Wednesday, December 26, 2007

The Failure of Writing

I was going to try to write something last night, but after a wonderful Christmas morning I was enraged at my sister, Becca, over stupid family drama so it didn't happen. This morning I bought ten books from Barnes and Noble and D.I., and anyone who knows me knows that having more books always sets my mind at ease (especially such titles as Love in the Time of Cholera, Writings of Oscar Wilde, Jane Eyre, Jacob's Room, Where Angels Fear to Tread, Zen and the Art of Motorcycle Maintenance, Middlemarch, Sometimes a Great Notion, Lake Wobegon, and a hardcover For Whom the Bell Tolls. Yeah. Especially since I also received Shogun, The Chosen, and The Joy Luck Club as gifts yesterday. But despite this bolstering of my library I'm in a lazy mood and not feeling creative at all, so I'm wussing out and blogging an excerpt from the book I'm currently reading, If on a Winter's Night a Traveler by Italo Calvino. It's a great quote, a little dense, but full of meaning and worth reading.
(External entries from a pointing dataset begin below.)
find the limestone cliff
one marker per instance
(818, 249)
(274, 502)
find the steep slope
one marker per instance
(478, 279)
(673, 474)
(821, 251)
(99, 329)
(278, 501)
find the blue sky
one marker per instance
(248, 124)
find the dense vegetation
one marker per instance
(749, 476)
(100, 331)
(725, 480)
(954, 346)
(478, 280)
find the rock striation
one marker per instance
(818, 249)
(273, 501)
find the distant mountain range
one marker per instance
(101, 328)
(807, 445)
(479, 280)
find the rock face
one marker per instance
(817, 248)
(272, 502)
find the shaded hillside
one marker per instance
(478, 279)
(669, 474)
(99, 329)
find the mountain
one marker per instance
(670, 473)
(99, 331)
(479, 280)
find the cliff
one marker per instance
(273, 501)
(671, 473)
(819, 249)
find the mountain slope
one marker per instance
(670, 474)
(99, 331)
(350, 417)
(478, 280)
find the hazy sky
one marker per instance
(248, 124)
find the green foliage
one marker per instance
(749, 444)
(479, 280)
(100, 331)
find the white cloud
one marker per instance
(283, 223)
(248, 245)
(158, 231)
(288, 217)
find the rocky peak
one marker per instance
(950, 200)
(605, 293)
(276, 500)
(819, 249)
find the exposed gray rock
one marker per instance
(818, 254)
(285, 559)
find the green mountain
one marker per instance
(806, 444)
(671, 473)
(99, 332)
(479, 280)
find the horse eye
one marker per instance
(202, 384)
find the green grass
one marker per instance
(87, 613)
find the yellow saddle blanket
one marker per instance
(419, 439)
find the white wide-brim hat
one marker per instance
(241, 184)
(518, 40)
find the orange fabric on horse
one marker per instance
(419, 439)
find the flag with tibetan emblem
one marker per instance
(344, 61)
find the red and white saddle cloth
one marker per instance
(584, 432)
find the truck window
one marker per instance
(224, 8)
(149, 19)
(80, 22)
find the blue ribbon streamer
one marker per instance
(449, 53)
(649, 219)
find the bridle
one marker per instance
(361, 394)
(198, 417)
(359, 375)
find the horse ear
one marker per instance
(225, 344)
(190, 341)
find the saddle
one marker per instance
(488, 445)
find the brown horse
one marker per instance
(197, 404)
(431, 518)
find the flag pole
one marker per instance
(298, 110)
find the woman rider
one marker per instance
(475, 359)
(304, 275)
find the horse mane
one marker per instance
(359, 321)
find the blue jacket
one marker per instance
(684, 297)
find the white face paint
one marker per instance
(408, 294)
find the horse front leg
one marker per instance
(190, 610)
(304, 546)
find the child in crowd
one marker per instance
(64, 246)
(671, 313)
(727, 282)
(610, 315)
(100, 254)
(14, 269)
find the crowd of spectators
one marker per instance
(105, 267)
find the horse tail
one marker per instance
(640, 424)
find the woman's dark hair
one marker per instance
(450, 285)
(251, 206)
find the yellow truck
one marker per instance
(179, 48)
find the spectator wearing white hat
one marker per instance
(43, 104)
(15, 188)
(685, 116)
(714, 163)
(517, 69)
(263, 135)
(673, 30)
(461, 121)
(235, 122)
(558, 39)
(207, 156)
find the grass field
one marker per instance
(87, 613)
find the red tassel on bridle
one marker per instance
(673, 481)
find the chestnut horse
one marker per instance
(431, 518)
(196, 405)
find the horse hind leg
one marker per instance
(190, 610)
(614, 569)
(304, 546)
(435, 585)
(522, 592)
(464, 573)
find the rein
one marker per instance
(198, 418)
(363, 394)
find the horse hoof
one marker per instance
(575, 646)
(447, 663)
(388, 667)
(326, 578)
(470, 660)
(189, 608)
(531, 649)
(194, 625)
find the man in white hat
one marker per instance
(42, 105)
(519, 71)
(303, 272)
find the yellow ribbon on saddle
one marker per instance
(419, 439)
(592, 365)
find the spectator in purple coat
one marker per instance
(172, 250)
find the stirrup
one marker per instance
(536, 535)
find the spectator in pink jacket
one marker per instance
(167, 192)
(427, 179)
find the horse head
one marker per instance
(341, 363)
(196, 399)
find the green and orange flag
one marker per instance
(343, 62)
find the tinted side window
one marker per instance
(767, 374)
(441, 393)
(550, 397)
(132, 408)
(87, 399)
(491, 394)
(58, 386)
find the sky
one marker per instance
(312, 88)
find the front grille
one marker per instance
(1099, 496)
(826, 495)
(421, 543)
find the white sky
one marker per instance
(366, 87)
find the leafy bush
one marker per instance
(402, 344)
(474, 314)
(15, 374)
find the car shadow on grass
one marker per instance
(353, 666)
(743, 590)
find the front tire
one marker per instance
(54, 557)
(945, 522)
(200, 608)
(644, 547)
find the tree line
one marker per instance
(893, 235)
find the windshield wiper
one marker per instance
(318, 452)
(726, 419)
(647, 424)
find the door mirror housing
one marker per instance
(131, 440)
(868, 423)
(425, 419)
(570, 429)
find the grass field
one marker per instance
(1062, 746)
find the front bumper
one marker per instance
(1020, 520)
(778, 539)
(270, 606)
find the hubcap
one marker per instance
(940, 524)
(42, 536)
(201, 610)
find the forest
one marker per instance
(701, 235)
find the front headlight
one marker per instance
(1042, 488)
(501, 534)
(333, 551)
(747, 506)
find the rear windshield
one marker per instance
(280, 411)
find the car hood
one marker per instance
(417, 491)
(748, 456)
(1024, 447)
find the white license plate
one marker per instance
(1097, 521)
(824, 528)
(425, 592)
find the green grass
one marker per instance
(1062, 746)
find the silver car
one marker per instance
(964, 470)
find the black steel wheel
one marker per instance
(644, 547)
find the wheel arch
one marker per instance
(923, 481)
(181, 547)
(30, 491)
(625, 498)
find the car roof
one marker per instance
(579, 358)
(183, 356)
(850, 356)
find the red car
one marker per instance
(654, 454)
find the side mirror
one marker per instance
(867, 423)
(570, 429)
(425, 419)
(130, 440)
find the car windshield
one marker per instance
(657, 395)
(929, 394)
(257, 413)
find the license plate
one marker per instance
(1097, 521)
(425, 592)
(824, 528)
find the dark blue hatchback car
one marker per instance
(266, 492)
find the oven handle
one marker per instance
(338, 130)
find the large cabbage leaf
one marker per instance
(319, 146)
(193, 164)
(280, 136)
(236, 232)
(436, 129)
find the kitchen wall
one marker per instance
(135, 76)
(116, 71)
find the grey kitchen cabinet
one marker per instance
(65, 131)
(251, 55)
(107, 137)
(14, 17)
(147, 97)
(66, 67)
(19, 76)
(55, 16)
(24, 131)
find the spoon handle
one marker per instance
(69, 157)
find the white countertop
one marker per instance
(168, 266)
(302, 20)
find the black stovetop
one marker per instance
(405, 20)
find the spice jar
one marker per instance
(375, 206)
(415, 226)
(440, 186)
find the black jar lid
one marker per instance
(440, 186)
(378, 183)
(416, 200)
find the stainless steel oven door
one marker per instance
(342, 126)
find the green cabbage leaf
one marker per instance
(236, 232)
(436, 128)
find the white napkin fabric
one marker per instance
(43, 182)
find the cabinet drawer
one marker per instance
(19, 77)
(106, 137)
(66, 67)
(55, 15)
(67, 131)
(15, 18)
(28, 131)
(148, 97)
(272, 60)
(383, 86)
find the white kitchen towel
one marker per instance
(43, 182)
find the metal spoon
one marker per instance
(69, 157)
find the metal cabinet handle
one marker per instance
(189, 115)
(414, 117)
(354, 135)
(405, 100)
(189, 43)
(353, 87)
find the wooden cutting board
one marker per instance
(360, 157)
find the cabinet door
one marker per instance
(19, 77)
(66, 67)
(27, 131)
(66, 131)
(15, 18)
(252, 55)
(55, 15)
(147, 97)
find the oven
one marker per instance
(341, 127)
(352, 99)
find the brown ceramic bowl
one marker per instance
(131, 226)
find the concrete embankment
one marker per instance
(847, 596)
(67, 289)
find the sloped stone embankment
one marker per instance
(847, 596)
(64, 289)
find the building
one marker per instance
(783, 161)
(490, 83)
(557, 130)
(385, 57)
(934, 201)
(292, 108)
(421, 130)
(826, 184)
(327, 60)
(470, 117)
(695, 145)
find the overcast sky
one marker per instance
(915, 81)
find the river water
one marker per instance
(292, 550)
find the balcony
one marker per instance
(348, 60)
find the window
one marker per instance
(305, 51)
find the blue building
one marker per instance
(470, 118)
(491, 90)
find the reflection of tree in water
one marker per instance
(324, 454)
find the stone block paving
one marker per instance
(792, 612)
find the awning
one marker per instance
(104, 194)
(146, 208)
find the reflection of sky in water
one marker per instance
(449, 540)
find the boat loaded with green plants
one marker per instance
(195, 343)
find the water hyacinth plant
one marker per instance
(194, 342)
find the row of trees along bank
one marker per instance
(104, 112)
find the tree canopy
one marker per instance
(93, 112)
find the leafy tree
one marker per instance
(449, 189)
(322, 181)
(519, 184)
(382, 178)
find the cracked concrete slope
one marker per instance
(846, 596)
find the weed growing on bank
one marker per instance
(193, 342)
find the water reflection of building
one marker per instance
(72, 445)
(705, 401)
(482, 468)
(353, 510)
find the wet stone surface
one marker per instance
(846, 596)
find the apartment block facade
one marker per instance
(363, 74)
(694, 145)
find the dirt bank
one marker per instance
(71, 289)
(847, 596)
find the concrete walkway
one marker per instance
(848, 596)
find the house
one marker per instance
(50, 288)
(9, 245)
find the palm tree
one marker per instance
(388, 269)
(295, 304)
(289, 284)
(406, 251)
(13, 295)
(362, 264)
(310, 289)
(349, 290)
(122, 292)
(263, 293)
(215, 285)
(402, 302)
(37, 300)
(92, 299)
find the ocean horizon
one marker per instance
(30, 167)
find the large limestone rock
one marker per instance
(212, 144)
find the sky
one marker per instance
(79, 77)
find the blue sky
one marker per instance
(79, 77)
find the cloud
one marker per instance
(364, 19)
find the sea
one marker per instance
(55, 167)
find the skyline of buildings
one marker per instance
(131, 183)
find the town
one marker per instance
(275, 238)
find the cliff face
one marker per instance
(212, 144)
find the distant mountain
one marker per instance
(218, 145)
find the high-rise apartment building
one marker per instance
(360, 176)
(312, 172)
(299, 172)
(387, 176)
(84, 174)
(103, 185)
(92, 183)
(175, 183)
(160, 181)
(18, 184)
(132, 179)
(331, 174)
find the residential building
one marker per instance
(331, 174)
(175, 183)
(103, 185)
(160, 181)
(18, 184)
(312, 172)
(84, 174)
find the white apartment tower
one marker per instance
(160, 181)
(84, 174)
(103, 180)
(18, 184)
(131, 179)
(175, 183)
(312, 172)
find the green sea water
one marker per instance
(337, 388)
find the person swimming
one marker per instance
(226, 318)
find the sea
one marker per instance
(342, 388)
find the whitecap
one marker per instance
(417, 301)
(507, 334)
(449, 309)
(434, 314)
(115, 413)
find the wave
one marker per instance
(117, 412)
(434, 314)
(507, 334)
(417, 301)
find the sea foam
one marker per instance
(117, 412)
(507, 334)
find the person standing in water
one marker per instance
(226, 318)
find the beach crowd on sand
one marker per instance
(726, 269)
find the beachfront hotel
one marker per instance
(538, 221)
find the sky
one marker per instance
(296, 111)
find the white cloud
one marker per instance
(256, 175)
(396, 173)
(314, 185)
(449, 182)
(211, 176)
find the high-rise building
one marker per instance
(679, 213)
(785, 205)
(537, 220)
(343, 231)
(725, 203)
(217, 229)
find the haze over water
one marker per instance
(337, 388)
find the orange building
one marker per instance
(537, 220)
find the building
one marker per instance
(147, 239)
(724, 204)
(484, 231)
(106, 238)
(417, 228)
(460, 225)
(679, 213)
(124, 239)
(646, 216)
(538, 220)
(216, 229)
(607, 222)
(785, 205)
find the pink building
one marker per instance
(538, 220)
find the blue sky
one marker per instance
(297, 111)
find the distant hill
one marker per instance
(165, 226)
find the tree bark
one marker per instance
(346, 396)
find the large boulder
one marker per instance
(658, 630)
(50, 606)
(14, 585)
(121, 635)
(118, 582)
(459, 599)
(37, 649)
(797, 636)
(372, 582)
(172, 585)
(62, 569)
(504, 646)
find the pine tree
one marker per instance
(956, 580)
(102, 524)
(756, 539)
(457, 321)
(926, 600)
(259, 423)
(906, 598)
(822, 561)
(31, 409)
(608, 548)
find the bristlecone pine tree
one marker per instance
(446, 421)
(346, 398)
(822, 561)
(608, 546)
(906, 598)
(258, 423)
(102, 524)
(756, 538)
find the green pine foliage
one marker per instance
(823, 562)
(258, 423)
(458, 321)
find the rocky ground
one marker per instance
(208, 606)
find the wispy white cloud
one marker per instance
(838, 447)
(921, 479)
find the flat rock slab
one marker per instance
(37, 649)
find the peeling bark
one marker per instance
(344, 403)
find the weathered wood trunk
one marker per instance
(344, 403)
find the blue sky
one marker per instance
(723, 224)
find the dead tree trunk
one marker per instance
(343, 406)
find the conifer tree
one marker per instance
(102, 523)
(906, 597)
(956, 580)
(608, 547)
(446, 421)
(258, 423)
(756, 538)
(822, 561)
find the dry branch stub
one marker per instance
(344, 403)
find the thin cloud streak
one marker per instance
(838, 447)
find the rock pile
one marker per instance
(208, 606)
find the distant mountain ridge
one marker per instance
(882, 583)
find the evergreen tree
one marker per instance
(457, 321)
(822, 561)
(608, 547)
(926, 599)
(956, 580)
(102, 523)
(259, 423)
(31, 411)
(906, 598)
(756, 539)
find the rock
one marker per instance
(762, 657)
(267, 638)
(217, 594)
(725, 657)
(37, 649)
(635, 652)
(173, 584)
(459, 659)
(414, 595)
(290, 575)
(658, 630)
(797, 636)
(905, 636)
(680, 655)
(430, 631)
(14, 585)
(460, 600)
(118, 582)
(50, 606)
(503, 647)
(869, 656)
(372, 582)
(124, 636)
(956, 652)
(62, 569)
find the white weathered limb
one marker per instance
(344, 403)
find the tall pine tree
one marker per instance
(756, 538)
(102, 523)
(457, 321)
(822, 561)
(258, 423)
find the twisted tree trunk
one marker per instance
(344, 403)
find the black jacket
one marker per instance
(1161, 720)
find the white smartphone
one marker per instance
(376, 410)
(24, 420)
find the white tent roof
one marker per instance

It's applicable to any type of writing, including- and maybe especially- this blog:

Perhaps this diary will come to light many, many years after my death, when our language will have undergone who knows what transformations, and some of the words and expressions I use normally will seem outdated and of ambiguous meaning. In any case, the person who finds this diary will have one certain advantage over me: with a written language it is always possible to reconstruct a dictionary and a grammar, isolate sentences, transcribe them or paraphrase them in another language, whereas I am trying to read in the succession of things presented to me every day the world's intentions toward me, and I grope my way, knowing that there can exist no dictionary that will translate into words the burden of obscure allusions that lurks in these things. I would like this hovering of presentiments and suspicions to reach the person who reads me not as an accidental obstacle to understanding what I write, but as its very substance; and if the process of my thoughts seems elusive to him who, setting out from radically changed mental habits, will seek to follow it, the important thing is that I convey to him the effort I am making to read between the lines of things the evasive meaning of what is in store for me.